Figure 4. The effects of SDC and GYY4137 on the level of TNF-α and IL-1β in Caco-2 monolayers and mice, and their effects on the barrier function and body weight of mice. GYY4137 significantly decreased the increased TNF-α and IL-1β in the cell supernatant (n = 3) (A) and mucosa of the proximal colon of mice (n = 6) (B) treated with SDC. (C) GYY4137 significantly ameliorated the SDC-induced intestinal barrier injury featured by increased FD-4 flux in mice. N = 6. (D) The effects of GYY4137 and SDC on the body weight of mice. N = 6. *P < 0.05 vs. control. #P < 0.05 vs. SDC. ANOVA, Tukey’s test.
3.7 GYY4137 protected the intestinal barrier function in mice fed with SDC
The FD-4 plasma concentration in mice treated with SDC greatly increased compared to that of the control group. It was markedly decreased by co-treatment with GYY4137 (Figure 4C). These results demonstrate that GYY4137 protects the intestinal barrier function from the damage induced by SDC in mice.
3.8 The effects of GYY4137 and SDC on the body weight of mice
There is no significant difference in the body weight of mice between the different groups. Nevertheless, mice fed with SDC have the lowest mean body weight and the mean body weight of SDC-treated mice increased upon administering GYY4137 during the last 3 weeks (Figure 4D).
3.9 GYY4137 improved the histological status in mice treated with SDC
The histological injury of colon epithelium in mice treated with SDC is highlighted by villus stunting, deciduous epithelial cells, crypt disruption, and mucosal abscission, which was alleviated by cotreatment with GYY4137 (Figure 5A; Supplementary Figure S2).

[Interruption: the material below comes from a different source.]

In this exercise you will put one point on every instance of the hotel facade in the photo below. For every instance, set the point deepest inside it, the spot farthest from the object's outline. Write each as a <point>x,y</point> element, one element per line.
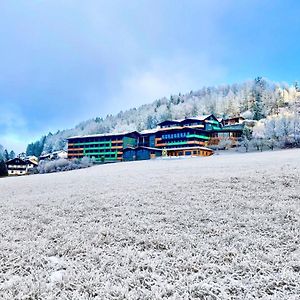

Figure 5. The effects of GYY4137 on the histological score, the level of apoptosis in the proximal colon epithelium and the expression of TJ proteins in mice treated with SDC. (A) GYY4137 remarkably attenuated the mucosal damage and increased histological score in mice treated with SDC. N = 6. (B) Representative TUNEL images for cell apoptosis (brown signals) and GYY4137 significantly decreased the increased level of apoptosis in the colon epithelium in mice fed with SDC. N = 6. (C) GYY4137 significantly ameliorated the decreased expression of ZO-1 and Occludin in the proximal colon of mice treated with SDC. N = 3. (D) Occludin and ZO-1 were stained by immunofluorescence. GYY4137 inhibited their decreased staining intensity and the damaged mucosal integrity in mice treated with SDC (White arrows were added to direct against distinct changes). *P < 0.05 vs. control. #P < 0.05 vs. SDC. ANOVA, Tukey’s test.
3.10 GYY4137 preserved the proximal colon epithelial cells in mice treated with SDC from apoptosis
The increased TUNEL index in mice treated with SDC decreased considerably by approximately 71% on cotreatment with GYY4137 (Figure 5B; Supplementary Figure S3), indicating that GYY4137 might exert its function by inhibiting apoptosis.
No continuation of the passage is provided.